Death risks high after weight loss surgery: study
By Michael ConlonMon Oct 15, 4:30 PM ET
Patients who undergo weight-loss stomach surgery have a higher death rate than is true for the general population, including more suicides, perhaps linked to depression, researchers said on Monday.
The higher risk of death generally is due not to the surgery itself but to the health problems that accompany obesity, and the damage that the condition does to the body before and after surgery, the researchers said.
Dr. Bennet Omalu and colleagues at the University of Pittsburgh said a review of more than 16,000 bariatric operations done in Pennsylvania over a nine-year period found a "substantial excess of deaths owing to suicide and coronary artery disease" compared to normal death rates found in the population at large.
"It is very likely that the suicide deaths were ... underestimated because some of the deaths were listed as drug overdoses rather than suicide on the death certificate," Omalu's team wrote in their report, published in the Archives of Surgery.
"The large number of deaths due to suicide and drug overdose, in excess of what we expected, is also a cause for concern. Most of them occurred at least one year after surgery, suggesting that careful follow-up, especially the need to recognize and treat depression, should be provided," they added.
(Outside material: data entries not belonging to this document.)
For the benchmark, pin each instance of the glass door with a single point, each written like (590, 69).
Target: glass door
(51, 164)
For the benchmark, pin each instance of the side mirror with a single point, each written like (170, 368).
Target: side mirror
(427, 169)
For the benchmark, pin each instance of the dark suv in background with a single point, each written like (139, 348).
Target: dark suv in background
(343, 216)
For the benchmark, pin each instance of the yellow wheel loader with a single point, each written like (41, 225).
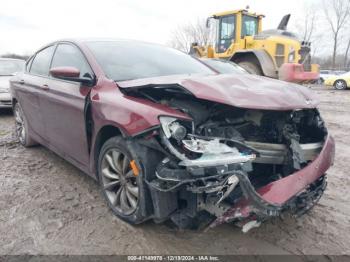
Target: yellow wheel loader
(275, 53)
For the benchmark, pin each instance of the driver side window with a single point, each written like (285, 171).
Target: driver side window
(69, 55)
(226, 33)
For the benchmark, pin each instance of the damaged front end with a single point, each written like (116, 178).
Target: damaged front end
(229, 164)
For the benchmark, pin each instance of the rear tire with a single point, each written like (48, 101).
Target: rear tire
(340, 85)
(251, 68)
(22, 128)
(123, 191)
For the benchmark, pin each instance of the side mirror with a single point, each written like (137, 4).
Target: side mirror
(207, 23)
(71, 74)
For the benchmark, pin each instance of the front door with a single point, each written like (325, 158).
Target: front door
(30, 86)
(64, 103)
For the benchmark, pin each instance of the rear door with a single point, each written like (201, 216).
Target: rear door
(64, 103)
(30, 86)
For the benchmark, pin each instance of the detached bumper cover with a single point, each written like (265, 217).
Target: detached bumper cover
(275, 195)
(5, 100)
(295, 73)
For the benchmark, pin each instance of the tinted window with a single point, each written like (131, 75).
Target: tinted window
(126, 60)
(41, 62)
(226, 33)
(249, 25)
(69, 55)
(10, 67)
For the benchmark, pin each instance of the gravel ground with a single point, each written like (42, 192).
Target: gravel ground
(47, 206)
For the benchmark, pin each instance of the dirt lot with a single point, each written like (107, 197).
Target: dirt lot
(47, 206)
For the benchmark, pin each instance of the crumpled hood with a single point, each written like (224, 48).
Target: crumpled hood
(239, 90)
(4, 82)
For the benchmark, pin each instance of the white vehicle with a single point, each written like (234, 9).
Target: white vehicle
(8, 68)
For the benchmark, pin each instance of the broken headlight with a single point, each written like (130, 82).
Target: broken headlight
(173, 128)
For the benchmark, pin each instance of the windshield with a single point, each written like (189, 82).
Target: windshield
(224, 67)
(9, 67)
(128, 60)
(249, 25)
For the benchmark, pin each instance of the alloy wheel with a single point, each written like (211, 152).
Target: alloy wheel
(119, 182)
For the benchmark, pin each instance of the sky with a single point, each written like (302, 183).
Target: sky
(26, 25)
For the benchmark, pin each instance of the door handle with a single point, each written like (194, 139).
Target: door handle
(45, 87)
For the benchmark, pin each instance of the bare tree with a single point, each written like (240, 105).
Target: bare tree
(337, 14)
(184, 35)
(307, 23)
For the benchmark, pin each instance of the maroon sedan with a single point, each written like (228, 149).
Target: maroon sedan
(168, 138)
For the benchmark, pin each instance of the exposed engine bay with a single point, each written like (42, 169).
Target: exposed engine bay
(224, 154)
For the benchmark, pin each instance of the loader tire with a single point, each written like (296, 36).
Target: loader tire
(251, 68)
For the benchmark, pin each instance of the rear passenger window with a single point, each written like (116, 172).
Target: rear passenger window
(69, 55)
(41, 62)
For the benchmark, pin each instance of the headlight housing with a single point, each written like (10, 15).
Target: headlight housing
(172, 127)
(4, 90)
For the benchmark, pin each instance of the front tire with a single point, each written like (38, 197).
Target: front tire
(21, 125)
(251, 68)
(123, 190)
(340, 85)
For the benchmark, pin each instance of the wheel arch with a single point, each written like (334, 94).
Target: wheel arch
(104, 133)
(259, 57)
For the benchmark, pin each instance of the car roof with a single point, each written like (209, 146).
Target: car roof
(11, 59)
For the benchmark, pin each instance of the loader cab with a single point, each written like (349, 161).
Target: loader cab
(232, 28)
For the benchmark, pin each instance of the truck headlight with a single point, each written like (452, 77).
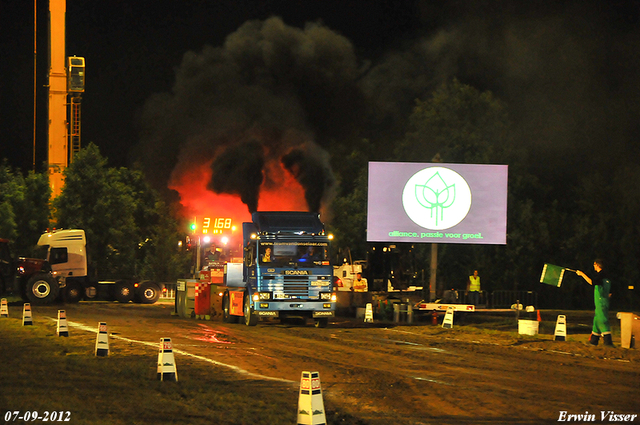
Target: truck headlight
(260, 296)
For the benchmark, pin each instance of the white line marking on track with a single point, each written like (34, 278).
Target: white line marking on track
(181, 352)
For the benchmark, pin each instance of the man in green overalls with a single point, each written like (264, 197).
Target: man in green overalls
(601, 288)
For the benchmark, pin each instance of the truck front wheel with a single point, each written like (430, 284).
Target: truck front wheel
(42, 289)
(226, 310)
(250, 318)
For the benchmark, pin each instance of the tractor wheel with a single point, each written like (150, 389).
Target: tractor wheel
(123, 292)
(148, 292)
(42, 289)
(72, 293)
(250, 318)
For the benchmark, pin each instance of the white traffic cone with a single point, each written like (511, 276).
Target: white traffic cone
(368, 313)
(102, 340)
(27, 320)
(560, 333)
(62, 329)
(310, 404)
(448, 318)
(4, 308)
(166, 363)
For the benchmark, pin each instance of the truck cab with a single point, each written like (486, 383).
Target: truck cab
(286, 270)
(31, 278)
(67, 255)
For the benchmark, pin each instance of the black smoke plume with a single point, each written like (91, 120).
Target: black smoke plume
(271, 93)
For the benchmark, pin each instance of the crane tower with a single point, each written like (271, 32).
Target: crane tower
(66, 83)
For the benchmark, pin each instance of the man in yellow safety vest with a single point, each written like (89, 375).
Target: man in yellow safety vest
(473, 288)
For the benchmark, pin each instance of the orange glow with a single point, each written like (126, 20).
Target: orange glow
(279, 192)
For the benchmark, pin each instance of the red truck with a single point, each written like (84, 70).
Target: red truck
(30, 278)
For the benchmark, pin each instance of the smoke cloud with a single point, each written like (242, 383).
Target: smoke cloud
(263, 105)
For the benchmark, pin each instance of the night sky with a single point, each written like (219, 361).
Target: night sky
(568, 70)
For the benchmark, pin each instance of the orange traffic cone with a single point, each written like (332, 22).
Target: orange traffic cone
(62, 328)
(166, 362)
(27, 319)
(310, 403)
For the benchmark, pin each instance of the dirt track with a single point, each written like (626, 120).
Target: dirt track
(387, 374)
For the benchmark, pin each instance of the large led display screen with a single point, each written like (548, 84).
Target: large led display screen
(437, 203)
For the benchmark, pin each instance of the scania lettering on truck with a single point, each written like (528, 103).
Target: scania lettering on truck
(286, 270)
(67, 256)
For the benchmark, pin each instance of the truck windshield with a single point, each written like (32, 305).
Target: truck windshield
(305, 254)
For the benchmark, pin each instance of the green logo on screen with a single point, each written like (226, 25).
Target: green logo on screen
(436, 198)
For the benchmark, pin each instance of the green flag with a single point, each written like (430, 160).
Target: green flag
(552, 275)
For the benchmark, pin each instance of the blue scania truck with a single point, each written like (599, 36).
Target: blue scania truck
(286, 271)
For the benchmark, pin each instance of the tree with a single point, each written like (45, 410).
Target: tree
(24, 208)
(121, 215)
(460, 124)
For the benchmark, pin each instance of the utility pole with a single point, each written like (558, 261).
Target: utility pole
(434, 253)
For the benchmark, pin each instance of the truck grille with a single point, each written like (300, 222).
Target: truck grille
(297, 286)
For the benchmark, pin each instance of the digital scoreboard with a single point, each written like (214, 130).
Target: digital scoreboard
(437, 203)
(213, 225)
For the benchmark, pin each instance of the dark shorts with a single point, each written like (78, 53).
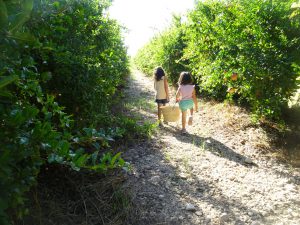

There were 440 deaths among the patients, who had an average age of 48 when the operations were performed. About 1 percent of the patients in the study died within a year of the procedures and 6 percent died within five years.
Heart disease was listed as the cause of death in 76 patients -- about 20 percent of the group -- a rate higher than would be common in the general population, the researchers found.
There were 14 suicides, compared to two that would be likely to occur in the population at large in a group of people that size, said the study
Omalu's team said surgery is an effective treatment for severe obesity, with heavily overweight patients often losing 80 percent of their excess body weight within one or two years.
The higher death rates found in the study were likely due to complications caused by obesity itself, from both before and after the surgery, they said.
In a second study, Dr. Christopher Still and colleagues at the Geisinger Health System in Danville, Pennsylvania, found that bariatric surgery patients who lost some weight beforehand get out of the hospital quicker.
The study of more than 800 patients who underwent open or laparoscopic gastric bypass surgery between 2002 and 2006 found that those who lost more than 5 percent of their excess body weight before the operation were less likely to stay in the hospital longer than four days compared to those who did not lose weight beforehand.
It also found that those who shed 10 percent of the excess weight ahead of time were more than twice as likely to have lost 70 percent of their excess weight a year later, compared to those who lost none at all.
The researchers said the effect has to do with the beneficial effects of weight loss on high blood pressure, diabetes and other problems.